William Williams, 1862-1947

Publication Year: 1947.

WILLIAM WILLIAMS 1862-1947

William Williams was born in New London, Conn., on 2 June 1862, a son of Charles Augustus and Elizabeth Hoyt Williams. He was a descendant of William Williams who signed the Declaration of Independence. A bachelor, he died in New York City on 8 February 1947, at the University Club, where he had lived since 1899.
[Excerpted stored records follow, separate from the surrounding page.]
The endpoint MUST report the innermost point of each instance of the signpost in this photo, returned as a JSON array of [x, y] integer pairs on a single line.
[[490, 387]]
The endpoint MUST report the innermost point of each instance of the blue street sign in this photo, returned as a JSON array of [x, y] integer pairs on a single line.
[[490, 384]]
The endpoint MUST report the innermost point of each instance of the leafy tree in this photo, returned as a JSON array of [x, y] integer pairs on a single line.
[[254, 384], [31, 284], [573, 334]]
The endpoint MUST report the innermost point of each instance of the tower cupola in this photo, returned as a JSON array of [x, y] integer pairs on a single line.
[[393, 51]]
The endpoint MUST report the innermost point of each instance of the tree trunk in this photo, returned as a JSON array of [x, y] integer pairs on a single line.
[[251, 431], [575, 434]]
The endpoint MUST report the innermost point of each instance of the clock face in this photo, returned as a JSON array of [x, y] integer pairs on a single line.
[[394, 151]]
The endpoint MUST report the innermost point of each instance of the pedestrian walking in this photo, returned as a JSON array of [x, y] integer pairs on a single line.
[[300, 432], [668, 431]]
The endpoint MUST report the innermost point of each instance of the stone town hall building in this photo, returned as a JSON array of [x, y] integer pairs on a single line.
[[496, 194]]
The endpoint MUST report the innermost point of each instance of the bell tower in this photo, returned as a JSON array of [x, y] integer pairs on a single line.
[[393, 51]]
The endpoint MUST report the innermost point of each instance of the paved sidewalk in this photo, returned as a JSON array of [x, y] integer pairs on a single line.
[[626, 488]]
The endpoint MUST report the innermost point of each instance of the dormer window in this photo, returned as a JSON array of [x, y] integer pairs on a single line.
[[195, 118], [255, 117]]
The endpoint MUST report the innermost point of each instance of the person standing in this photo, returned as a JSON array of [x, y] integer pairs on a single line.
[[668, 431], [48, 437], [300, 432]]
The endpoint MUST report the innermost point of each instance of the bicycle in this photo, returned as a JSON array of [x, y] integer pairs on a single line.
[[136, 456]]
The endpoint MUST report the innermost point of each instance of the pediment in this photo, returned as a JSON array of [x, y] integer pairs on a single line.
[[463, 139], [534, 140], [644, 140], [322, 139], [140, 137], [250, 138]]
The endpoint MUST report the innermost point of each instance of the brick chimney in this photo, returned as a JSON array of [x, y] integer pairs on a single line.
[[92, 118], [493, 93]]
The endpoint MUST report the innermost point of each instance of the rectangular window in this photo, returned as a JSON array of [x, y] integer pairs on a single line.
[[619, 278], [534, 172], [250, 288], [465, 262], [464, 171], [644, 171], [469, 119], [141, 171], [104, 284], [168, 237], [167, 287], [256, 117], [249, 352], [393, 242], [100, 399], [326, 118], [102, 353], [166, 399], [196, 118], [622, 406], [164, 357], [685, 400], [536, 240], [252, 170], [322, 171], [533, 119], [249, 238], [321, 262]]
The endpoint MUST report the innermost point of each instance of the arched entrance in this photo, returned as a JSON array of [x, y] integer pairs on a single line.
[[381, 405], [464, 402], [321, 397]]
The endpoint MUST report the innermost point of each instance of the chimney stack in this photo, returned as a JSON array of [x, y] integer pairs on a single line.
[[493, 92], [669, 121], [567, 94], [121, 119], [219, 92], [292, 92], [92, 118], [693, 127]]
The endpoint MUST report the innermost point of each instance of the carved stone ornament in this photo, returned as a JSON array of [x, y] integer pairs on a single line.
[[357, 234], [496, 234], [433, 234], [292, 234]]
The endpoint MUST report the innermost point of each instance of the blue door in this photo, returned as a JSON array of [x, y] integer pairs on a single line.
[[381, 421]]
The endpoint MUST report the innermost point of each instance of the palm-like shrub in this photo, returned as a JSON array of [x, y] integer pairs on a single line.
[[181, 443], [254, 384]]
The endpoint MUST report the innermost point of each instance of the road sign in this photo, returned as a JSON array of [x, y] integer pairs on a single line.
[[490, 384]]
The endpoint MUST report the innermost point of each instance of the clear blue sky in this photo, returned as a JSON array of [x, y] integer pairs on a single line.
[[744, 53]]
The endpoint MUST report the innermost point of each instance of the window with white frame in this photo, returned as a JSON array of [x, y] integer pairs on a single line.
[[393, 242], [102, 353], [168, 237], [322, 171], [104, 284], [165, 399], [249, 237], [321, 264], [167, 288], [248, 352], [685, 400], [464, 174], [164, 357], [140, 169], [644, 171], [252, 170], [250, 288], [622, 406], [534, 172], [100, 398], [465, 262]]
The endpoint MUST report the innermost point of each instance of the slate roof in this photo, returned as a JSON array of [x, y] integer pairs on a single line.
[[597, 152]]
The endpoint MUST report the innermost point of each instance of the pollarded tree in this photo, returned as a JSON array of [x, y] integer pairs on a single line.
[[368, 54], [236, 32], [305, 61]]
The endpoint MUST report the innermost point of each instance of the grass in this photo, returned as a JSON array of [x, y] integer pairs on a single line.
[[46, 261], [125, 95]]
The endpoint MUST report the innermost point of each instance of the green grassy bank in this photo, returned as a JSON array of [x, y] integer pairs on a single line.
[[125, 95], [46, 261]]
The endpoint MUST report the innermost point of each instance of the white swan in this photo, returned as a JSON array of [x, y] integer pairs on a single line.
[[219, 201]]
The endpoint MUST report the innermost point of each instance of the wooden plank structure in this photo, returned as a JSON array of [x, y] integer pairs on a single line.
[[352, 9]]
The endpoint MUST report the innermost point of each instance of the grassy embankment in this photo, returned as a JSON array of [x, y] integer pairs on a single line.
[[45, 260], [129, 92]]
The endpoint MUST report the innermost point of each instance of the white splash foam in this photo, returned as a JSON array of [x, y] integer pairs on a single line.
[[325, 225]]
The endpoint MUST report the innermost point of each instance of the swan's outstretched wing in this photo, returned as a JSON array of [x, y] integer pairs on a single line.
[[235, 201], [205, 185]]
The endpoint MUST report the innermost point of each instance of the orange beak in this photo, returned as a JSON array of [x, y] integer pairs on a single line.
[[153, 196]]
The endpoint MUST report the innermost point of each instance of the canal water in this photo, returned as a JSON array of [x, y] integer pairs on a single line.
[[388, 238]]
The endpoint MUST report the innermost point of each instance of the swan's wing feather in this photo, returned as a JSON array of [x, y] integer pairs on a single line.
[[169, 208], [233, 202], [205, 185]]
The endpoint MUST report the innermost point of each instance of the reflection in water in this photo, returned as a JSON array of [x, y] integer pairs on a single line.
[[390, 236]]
During his early education (1873-76) at Sillig’s School, Vevey, on the Lake of Geneva, he acquired his fondness for mountaineering, at the age of 13 making an ascent of Monte Rosa with his father. He received an A.B. from Yale in 1884, and his LL.B. from Harvard in 1888. During most of the next 12 years he was in the law office of Simpson, Thacher and Barnum, New York City. After 1900, except when he was holding government posts, he was engaged in private practice. In 1892 he served as junior counsel in the Bering Sea arbitration proceedings with Great Britain; and he was Commissioner of Immigration, Ellis Island, 1902-05 and 1909-13, and Commissioner of Water Supply, Gas and Electricity for the City of New York, 1914-17.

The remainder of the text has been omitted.